А еще через несколько часов снова поступил приказ, ставший уже привычным за эти месяцы: отступать.

Прикрывавшая рота навязала противнику бой. Пользуясь этим, с другой стороны Стожарска потянулись по большаку — к заветному Бугу — растрепанные остатки батальонов. Шли молчаливо и вразнобой, скорее кучками, а не строем. Тащили на себе пулеметы, боезапас, нехитрые допотопные рации. Сменяя друг друга, несли на плечах рыбацкие шлюпки, которые, как-то сразу, стали длиннее и тяжелей во сто крат, нежели на воде. Из некоторых шлюпок свисали безжизненно руки с зелеными наколками якорей: уже после того, как шаланды ушли в Скадовск, появились и новые раненые, и погибшие…

Глухо ступали в горячую мякоть дороги, вздымая курную пыль, сотни усталых ног. Пыль оседала на зубы, на руки и спины, стекала грязными змейками по щетинистым лицам. В глазах качалась белесая степь.

Большак все круче удалялся от берега — море постепенно слилось с полынной однообразной далью. Влажные ветры уже не долетали сюда.

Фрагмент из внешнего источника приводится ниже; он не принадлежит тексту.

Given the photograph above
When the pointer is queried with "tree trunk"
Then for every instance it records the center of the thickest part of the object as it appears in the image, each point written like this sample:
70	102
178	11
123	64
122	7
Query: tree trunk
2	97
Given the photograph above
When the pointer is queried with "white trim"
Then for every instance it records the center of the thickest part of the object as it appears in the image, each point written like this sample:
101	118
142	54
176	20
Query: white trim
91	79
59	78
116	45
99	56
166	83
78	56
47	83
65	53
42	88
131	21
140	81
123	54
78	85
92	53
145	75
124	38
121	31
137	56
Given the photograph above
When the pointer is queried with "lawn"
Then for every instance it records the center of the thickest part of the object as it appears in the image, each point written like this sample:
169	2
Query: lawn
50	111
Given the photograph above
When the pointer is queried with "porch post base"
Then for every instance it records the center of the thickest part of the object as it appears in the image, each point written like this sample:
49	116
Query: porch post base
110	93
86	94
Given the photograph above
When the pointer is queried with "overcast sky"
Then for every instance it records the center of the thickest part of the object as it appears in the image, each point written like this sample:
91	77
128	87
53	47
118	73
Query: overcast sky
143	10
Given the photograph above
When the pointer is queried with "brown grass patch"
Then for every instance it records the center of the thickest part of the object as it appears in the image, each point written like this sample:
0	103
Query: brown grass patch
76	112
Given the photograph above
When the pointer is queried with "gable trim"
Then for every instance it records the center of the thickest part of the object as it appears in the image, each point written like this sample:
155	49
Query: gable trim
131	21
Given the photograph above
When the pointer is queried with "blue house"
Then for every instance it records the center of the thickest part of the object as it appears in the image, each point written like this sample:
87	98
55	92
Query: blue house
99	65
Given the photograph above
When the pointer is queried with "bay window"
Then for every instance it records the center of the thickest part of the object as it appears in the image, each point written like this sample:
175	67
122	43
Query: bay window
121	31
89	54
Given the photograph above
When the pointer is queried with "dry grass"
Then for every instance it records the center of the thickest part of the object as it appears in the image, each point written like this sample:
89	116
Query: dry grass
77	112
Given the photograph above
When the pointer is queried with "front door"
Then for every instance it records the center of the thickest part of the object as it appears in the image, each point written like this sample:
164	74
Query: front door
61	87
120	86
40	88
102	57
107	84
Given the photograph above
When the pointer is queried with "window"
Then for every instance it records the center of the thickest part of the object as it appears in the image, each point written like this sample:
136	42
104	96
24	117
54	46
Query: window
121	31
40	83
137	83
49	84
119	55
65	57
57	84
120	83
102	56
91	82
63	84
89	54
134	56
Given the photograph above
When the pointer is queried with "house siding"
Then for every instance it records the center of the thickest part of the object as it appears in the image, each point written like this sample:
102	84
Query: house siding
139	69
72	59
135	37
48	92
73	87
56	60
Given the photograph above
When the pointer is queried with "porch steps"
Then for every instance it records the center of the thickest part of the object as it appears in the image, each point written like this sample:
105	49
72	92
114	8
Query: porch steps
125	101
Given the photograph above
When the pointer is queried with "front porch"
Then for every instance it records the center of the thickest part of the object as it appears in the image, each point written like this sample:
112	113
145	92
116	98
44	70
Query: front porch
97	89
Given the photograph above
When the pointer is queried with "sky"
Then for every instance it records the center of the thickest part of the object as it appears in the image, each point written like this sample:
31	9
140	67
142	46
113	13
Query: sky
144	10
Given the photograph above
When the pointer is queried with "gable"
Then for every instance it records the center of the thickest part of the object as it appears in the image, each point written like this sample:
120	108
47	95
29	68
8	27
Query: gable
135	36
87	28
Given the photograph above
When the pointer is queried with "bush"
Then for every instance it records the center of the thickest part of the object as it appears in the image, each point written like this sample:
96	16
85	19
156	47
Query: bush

Колька часто оглядывался на Стожарск, старательно вытирал глаза рукавом, ссылаясь на пыль. Мать собралась провожать его за слободку, но в небе появились юнкерсы», и он запретил ей выходить со двора. С трудом оторвал от себя материнские руки, передал зашедшуюся в судорожном рыдании мать соседкам. Поспешно шагнул от крыльца. Но возле калитки мать догнала его вновь, припала к груди.

— В последний раз поглядеть на тебя, сыночек, — не причитала, скорее роптала, молила она. — В последний раз…

Сухими, неистово чуткими пальцами ощупывала, точно слепая, волосы, щеки и губы сына, шептала наспех благословения… Уходя, Колька слышал, как билась она на руках у соседок, как шептала ему вдогонку свою материнскую ласку. Долго затем ему все еще чудился за спиной ее исступленный горячечный голос, который бил ему в горло, мешая дышать. Колька чувствовал, как мелко дрожит у него подбородок, закусывал губы, старался думать о чем-то другом. Но хмурые лица матросов, покрытые пылью бушлаты, бредовые вскрики раненых, которых медленно добивало солнце, — все, эти тягостные приметы отступления не в силах были навеять иные мысли. И потому Колькины думы снова и снова возвращались к родному дому, к покинутой им — на неволю — матери.